4.2 De raad is van oordeel dat de door klager aangevoerde verzet-gronden niet slagen; de voorzitter heeft bij de beoordeling de juiste maatstaf toegepast en heeft rekening gehouden met alle relevante feiten en omstandigheden van het geval. Daarmee hoeft in redelijkheid niet te worden betwijfeld of de beslissing van de voorzitter juist is. Wel geeft de raad aan klager mee dat het inderdaad, hoewel niet vereist, chiquer was geweest als verweerder de vader van klager telefonisch te woord had gestaan, los van de vraag of zijn cliënte al dan niet bereid was om een schikking te treffen.
4.3 Omdat het verzet tegen de beslissing van de voorzitter ook verder geen nieuwe gezichtspunten oplevert, is er geen plaats voor nader onderzoek naar de klacht.
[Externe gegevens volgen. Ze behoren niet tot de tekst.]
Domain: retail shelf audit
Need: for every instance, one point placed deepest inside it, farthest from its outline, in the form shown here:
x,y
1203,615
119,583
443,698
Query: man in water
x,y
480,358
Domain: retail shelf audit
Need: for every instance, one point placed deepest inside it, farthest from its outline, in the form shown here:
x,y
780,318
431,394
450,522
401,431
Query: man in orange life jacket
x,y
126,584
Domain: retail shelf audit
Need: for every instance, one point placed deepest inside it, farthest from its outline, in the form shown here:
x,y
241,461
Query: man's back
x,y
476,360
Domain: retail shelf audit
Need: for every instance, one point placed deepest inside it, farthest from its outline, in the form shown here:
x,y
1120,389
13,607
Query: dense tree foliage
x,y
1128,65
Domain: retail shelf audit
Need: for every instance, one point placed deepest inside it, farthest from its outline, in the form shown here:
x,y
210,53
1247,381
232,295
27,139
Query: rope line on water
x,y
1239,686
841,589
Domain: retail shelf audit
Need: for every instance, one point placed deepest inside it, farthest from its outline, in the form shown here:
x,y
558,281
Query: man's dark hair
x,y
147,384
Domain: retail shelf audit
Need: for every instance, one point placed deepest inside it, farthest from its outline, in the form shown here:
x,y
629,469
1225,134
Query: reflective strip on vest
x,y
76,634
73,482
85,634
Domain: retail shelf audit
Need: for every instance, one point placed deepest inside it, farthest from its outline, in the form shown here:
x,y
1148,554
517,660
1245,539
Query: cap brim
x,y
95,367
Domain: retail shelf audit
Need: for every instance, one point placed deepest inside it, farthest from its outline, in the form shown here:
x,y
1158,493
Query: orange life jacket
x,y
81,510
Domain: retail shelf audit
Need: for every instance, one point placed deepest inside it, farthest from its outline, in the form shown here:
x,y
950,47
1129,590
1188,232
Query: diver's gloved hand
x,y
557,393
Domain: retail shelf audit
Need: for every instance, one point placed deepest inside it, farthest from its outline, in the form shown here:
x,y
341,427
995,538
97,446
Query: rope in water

De raad zal het verzet daarom ongegrond verklaren.
BESLISSING
De raad van discipline verklaart het verzet ongegrond.
Aldus beslist door mr. E. Loesberg, voorzitter, mrs. M.J. Hoekstra en W.A.A.J. Fick-Nolet, leden, bijgestaan door mr. M.A.A. Traousis als griffier en uitgesproken ter openbare zitting van 10 juni 2025.